La propuesta de López Herrera fue una maniobra política

Justicia 21 de septiembre de 2011
En círculos judiciales generó asombro la publicación del diario El Tribuno en una pretendida defensa de la independencia judicial al cuestionar la supuesta intervención del gobernador Juan Manuel Urtubey para el retiro del pliego del abogado Edgardo López Herrera, postulado para el cargo del Juez Federal N° 1 de Salta.

Recuerdan en el ámbito de Justicia Federal que Leonardo Bavio estuvo varias veces ternado para cubrir vacantes en la justicia federal y nunca fue designado precisamente por su bajo perfil de funcionario de carrera judicial.

El juez subrogante y firme candidato a cubrir esa vacante, estuvo a punto de ser designado hace unos meses, cuando sorpresivamente su pliego fue cambiado por el de López Herrera, en una operación que se atribuye a los legisladores de la provincia de Jujuy, en sintonía con los senadores nacionales por Salta Sonia Escudero y Juan Carlos Romero.

Los jujeños, cercanos al gobierno nacional, gestionaron la designación apoyada desde las sombras por los senadores salteños, precisamente para evitar que se nombre a Julio Leonardo Bavio, reconocido en el ámbito judicial por su independencia y su brillante carrera en la justicia federal y provincial.

Tal es así, que el actual juez subrogante Bavio tuvo una actuación destacada en la lucha contra el narcotráfico, habiendo promovido con sus fallos la discusión sobre la necesidad de la radarización de la frontera norte del país, lo que fue receptado por la Cámara Federal de Salta y la Corte Suprema de Justicia de la Nación.

También es reconocido por su fuerte reclamo al gobierno nacional para el alojamiento digno de los presos federales y el amparo otorgado para evitar la suba indiscriminada en la tarifa del gas.
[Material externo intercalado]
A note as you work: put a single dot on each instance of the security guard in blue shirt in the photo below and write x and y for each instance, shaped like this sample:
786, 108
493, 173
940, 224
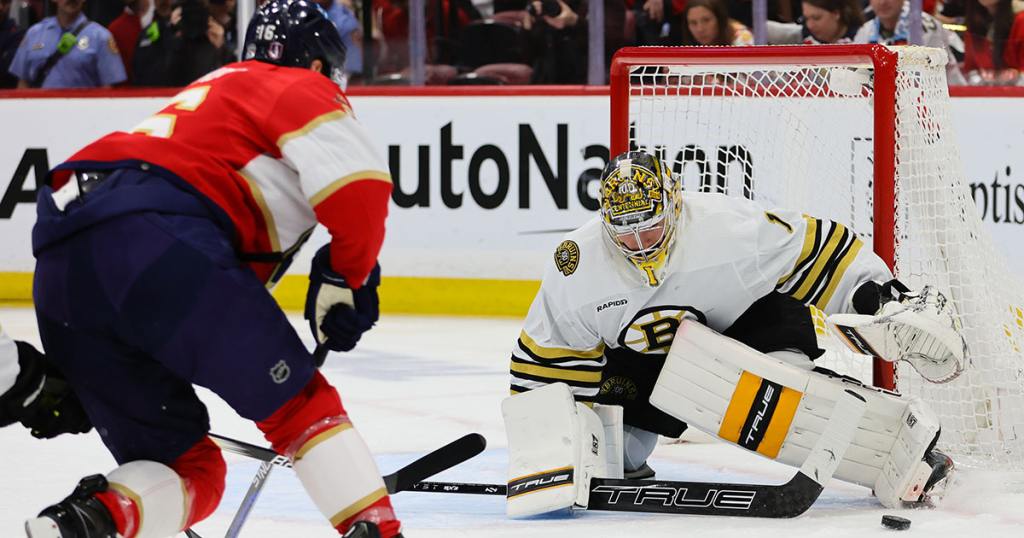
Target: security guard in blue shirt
68, 51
Es por ello que causó sorpresa la defensa mediática del medio gráfico de Juan Carlos Romero, quien no se caracterizó por preservar a la justicia de los designios del poder político. Se recuerda el caso del Juez Federal Medina, que era apoderado del Partido Justicialista presidido por Romero, cuyo pliego fue aprobado en una sesión nocturna del Senado de la Nación por pedido del entonces gobernador, el día que vencía el plazo establecido por la reforma constitucional de 1994 para designar jueces sin pasar previamente por Consejo de la Magistratura.

Tampoco se olvidan de la relación de la familia dueña del diario con el juez del Tribunal Federal José Antonio Solá Torino, destituido del Poder Judicial por el Jurado de Enjuiciamiento y enviado a prisión por sus pares por un caso de cohecho. Ni que hablar de los nombramientos de jueces en la Corte de Justicia de Salta, sin ningún mérito ni experiencia profesional, sino solo basado en la obediencia debida al entonces gobernador, cuando no existía el mecanismo de consulta y publicidad establecido por la actual gestión provincial.
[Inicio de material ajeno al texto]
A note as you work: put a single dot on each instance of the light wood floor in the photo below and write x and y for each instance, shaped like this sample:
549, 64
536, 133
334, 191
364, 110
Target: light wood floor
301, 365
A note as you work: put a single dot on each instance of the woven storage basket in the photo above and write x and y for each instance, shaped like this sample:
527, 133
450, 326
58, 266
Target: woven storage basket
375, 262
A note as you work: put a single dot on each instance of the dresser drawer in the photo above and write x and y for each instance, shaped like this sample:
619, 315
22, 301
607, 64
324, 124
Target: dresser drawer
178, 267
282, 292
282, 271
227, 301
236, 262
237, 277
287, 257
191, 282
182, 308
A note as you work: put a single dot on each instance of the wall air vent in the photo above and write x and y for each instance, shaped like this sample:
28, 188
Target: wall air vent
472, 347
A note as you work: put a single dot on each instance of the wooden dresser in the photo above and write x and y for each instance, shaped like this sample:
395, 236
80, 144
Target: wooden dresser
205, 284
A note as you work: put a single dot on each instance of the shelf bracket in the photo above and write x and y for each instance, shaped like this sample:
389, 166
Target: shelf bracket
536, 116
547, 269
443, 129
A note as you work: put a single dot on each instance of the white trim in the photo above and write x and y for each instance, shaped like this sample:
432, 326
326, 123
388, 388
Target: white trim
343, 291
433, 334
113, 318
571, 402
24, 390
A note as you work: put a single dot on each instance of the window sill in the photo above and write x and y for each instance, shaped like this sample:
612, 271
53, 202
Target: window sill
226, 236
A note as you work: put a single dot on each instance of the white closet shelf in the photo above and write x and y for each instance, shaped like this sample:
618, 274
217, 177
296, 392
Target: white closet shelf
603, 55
Sin embargo, lo que pocos recuerdan pero se tiene presente en los ámbitos tribunalicios es el caso del entonces juez federal José Horacio Aguilar, cuyo pliego había sido enviado al senado, donde tuvo su entrevista con la comisión de acuerdos y luego de un año retirado por la presidenta. Ese retiro se atribuye a una maniobra de los senadores jujeños en clara connivencia con la senadora Sonia Escudero, que en ese momento nada dijo sobre ese procedimiento por el que ahora se rasga las vestiduras.

Lo cierto es que tanto López Herrera, Bavio, y Dolores Pistone, integran la terna ganadora del concurso celebrado ante el Consejo de la Magistratura Nacional y la Presidente de la Nación está facultada a proponer al Senado a cualquiera de ellos, le guste o no al matutino del senador.